Iron Fist manque de consistance
Mais la vérité est qu’au-delà des références et du public visé Iron Fist manque cruellement d’épaisseur et d’ambition. Alors que la plupart des séries contemporaines de Netflix brille par leur enjeux de mise en scène, la réalisation d’Iron Fist est vraiment située un cran en-dessous. Si les premiers épisodes nous font croire à une tonalité ingénue, vive et légère, l’ensemble finit par devenir terne, simpliste et manque cruellement de partis pris. La candeur rafraîchissante se mue vite en une forme de vacuité qu’un scénario à la fois foutraque et prévisible ne parvient pas à relever. Pour ce qui est du jeu des acteurs, Finn Jones, que nous avions déjà vu sous les traits de Loras Tyrell dans Game of Thrones, s’en sort heureusement assez bien dans son rôle d’Iron Fist, tout comme Jessica Henwick dans le rôle de Colleen Wing. Mais à part ça, c’est le désert, le pire étant Tom Pelphrey dont le jeu monocorde et la raideur corporelle surjouée tournent parfois au ridicule. Quant aux scènes de combat, la louable volonté de Netflix d’utiliser le moins d’effets numériques possible afin de redonner au genre son charme artisanal et une esthétique presque réaliste ne fonctionne pas ici. Les combats sont lents et manquent de fluidité et d’inventivité.

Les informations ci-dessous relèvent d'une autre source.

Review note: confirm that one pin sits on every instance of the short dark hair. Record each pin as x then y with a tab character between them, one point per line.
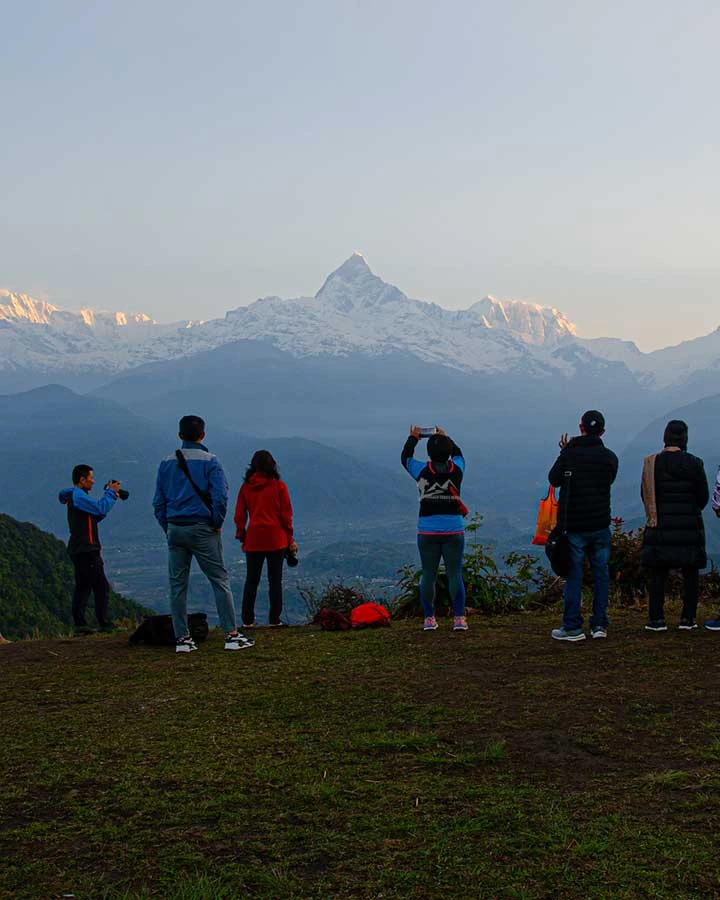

Mais le plus gros souci d’Iron Fist se situe sans-doute dans l’écriture de son personnage central. Il est d’abord présenté comme un roots complètement détaché de toute matérialité, vivant dans une sorte de sobriété heureuse et connaissant par coeur des préceptes zen. Mais, quand il s’agit de récupérer 51% du capital de l’entreprise de son père, il clame tout haut « It’s my name. It’s mean something. » et engage des procédures pénales pour récupérer son bien avant de l’emporter et de laisser son sarouel au placard pour lui préférer le costume-cravate. Loin de s’emparer de cette contradiction, la série fait comme si elle n’existait pas et perd d’emblée une bonne partie de sa crédibilité et de sa tenue, qu’elle ne parviendra jamais à regagner tout au long des 13 épisodes.
Le principal problème d’Iron Fist réside dans la volatilité gênante de son super-héros dont la motivation n’est jamais claire. Il ne semble profondément habité par rien, même pas par le souvenir de la mort de ses parents. A l’instar de la série, il manque cruellement de consistance. L’idée d’une série de super-héros teen était séduisante sur le papier mais, à l’écran, il est évident que Iron Fist est bien en-dessous de ses trois collègues. Vous pouvez sans-peine lui tourner le dos (quitte à être à la merci du point de fer) et attendre de le revoir dans The Defenders.